Principles for Principals
Not dissimilar to how the FCA regulates the financial services market through ‘principles-based’ regulation, Principal firms should be regulating their Agent(s) through the Principles for Businesses as well. Many of the Principles for Businesses were called out in the investment firms’ space as clear failings by the Principal firm, and these can form a focus for payment/e-money Principals to evaluate their own controls.
Principal firms should oversee their Agents' compliance with the relevant guidance in the FCA’s Approach Document, however there are some principles that were specifically highlighted by the FCA in the May 2019 'Dear CEO' letter that still read across today, such as:
- Principle 2 – skill, care, and diligence. The FCA identified that ARs (Agents) were conducting activities outside of their Principal firm’s core area of expertise and, more importantly, their permission.
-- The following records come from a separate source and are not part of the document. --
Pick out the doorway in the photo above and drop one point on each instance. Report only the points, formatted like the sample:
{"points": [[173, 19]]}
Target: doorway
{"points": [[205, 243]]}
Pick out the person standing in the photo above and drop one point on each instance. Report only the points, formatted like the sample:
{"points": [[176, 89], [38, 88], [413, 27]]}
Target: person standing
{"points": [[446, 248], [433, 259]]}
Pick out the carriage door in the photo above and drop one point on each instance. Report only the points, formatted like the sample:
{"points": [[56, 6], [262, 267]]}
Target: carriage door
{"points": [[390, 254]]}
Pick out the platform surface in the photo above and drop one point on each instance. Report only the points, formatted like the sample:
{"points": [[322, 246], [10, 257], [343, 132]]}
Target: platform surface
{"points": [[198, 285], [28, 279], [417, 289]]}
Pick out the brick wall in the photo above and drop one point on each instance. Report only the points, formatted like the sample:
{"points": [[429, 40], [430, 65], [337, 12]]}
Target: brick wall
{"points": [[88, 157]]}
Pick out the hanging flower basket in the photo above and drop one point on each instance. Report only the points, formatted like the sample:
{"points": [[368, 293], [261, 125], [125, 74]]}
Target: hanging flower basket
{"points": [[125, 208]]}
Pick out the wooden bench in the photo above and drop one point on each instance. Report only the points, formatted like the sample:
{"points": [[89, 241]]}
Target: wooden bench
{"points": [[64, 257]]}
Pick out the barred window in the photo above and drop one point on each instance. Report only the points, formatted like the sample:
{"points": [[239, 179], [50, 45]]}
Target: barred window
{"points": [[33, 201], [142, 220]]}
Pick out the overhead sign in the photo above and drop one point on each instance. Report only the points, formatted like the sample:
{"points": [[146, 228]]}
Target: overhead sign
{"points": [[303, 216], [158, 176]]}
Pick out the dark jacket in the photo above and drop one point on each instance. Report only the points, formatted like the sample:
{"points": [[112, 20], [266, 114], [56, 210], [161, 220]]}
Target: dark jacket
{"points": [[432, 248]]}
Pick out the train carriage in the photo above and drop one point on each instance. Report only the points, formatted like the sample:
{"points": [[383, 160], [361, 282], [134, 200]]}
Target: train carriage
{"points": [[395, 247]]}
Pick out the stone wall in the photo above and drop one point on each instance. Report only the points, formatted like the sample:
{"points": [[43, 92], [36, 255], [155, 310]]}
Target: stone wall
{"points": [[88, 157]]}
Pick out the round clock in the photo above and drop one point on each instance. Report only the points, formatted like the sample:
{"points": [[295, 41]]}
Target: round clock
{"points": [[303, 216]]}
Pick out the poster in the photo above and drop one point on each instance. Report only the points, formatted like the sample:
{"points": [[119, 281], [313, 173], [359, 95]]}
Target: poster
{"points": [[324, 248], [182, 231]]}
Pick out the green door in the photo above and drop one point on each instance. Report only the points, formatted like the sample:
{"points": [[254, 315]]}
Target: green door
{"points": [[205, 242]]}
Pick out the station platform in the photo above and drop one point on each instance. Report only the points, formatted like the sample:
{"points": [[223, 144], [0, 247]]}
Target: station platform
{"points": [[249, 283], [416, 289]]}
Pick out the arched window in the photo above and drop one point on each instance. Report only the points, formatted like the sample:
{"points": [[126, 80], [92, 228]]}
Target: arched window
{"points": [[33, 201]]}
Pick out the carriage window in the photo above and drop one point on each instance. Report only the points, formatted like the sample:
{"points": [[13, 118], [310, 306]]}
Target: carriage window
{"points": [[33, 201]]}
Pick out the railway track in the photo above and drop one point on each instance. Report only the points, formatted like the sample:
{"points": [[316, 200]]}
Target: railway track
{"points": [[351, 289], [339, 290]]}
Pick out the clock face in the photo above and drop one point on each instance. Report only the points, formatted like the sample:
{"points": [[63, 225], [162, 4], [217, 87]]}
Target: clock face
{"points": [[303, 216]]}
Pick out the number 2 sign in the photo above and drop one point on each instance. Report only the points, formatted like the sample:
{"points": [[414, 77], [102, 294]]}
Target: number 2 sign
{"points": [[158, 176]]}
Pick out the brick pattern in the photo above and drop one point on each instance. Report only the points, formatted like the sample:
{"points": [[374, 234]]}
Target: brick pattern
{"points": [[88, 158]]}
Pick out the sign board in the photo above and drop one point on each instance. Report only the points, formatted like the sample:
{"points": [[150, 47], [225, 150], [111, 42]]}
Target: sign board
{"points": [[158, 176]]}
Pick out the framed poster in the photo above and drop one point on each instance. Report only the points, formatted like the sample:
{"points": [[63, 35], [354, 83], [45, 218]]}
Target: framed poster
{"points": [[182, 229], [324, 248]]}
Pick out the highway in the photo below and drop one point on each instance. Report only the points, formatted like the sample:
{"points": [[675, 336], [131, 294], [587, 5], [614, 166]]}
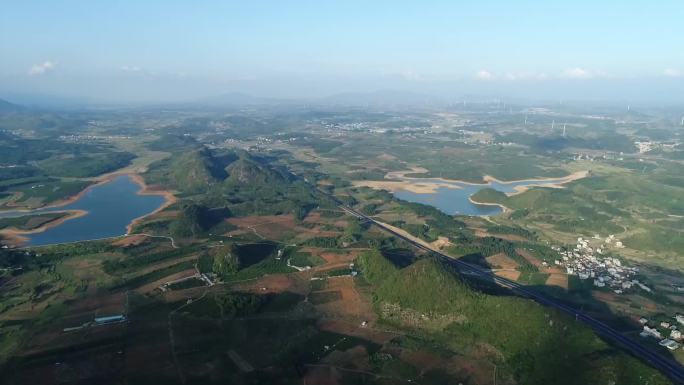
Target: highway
{"points": [[667, 366]]}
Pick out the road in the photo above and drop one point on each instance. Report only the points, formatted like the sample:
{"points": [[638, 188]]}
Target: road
{"points": [[667, 366]]}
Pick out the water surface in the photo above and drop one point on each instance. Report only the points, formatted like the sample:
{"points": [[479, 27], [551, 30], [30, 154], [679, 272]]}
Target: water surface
{"points": [[110, 208], [455, 200]]}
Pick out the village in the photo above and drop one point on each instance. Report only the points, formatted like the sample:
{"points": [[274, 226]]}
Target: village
{"points": [[589, 262], [673, 336]]}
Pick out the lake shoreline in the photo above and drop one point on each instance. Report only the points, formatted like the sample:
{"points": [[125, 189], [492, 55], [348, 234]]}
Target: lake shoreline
{"points": [[420, 186], [17, 237]]}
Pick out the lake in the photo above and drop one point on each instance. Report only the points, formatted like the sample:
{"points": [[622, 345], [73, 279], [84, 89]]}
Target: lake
{"points": [[110, 207], [455, 200]]}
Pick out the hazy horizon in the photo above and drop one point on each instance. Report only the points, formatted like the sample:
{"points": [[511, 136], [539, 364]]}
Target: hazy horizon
{"points": [[171, 51]]}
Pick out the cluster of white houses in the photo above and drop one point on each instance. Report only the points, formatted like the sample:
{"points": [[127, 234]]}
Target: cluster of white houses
{"points": [[588, 262], [667, 332]]}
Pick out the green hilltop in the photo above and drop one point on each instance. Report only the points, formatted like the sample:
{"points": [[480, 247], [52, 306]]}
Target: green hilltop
{"points": [[529, 343]]}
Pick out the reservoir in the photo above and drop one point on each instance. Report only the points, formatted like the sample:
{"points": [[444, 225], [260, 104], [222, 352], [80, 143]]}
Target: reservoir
{"points": [[110, 207], [455, 199]]}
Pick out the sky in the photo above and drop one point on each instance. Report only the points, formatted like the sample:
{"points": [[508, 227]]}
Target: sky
{"points": [[166, 50]]}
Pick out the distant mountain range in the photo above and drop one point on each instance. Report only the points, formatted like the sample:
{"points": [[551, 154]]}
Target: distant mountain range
{"points": [[6, 106], [382, 98]]}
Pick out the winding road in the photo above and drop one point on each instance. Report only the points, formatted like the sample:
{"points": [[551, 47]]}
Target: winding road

For example, an Agent cannot provide the payment service of money remittance if its Principal firm does not itself have authorisation to provide that service. Similarly, under the Electronic Money Regulations, an Agent is – technically – only able to act as such in relation to the principal firm’s payment services. With regards the issuance of e-money, an Agent (or ‘distributor’) is able only to distribute or redeem e-money that is issued by its Principal firm
- Principle 3 – management and control. Key to the FCA’s findings, in both sectors, is the extent to which oversight of an AR/Agent’s activity is visible, effectively monitored and the relevant risks identified and mitigated
- Principle 8 – conflicts of interest. The FCA identified that conflicts of interest, that are inherent in this model, are not accurately identified, logged or managed by Principal firms. Whilst FSMA firms may be familiar with this requirement this may be new for payments firms
What should I do?
There are a number of things you should consider if you have (or intend to have) Agents operating under your umbrella. Here are my top 5 ‘things to do’:
Ensure they are ‘fit and proper’ before onboarding them, e.g. through credit checks, solvency checks, DSB checks, or other onboarding programme. The FCA will expect you to have done this before submitting an application to register the Agent
Ensure what they are doing is consistent with your permission i.e. they are not providing a payment service that you are not already authorised/registered to provide yourself
Ensure they remain ‘fit and proper’; you should be checking at least annually that nothing has changed in their circumstances since they were appointed
Follow the money. If you are subject to safeguarding, you must ensure that any relevant funds received by your Agent(s) are accounted for in your own calculations
Ensure they are compliant. As their Principal, the obligation is on you. Your Agents should be acting in accordance with the policies and procedures set by the Principal firm. You must create, implement and evidence a monitoring programme that provides you with the appropriate level of assurance, and which can be used to demonstrate to the FCA you have sufficient control and oversight over your Agent(s)
As I mentioned earlier, there are many corollaries out there. Recent history (e.g. the application of the Principles to payments firms) suggests that the payments sector is being brought more in line with the FSMA-related community and, as such, it would be prudent to start anticipating regulatory change by refence to what already exists for FSMA firms.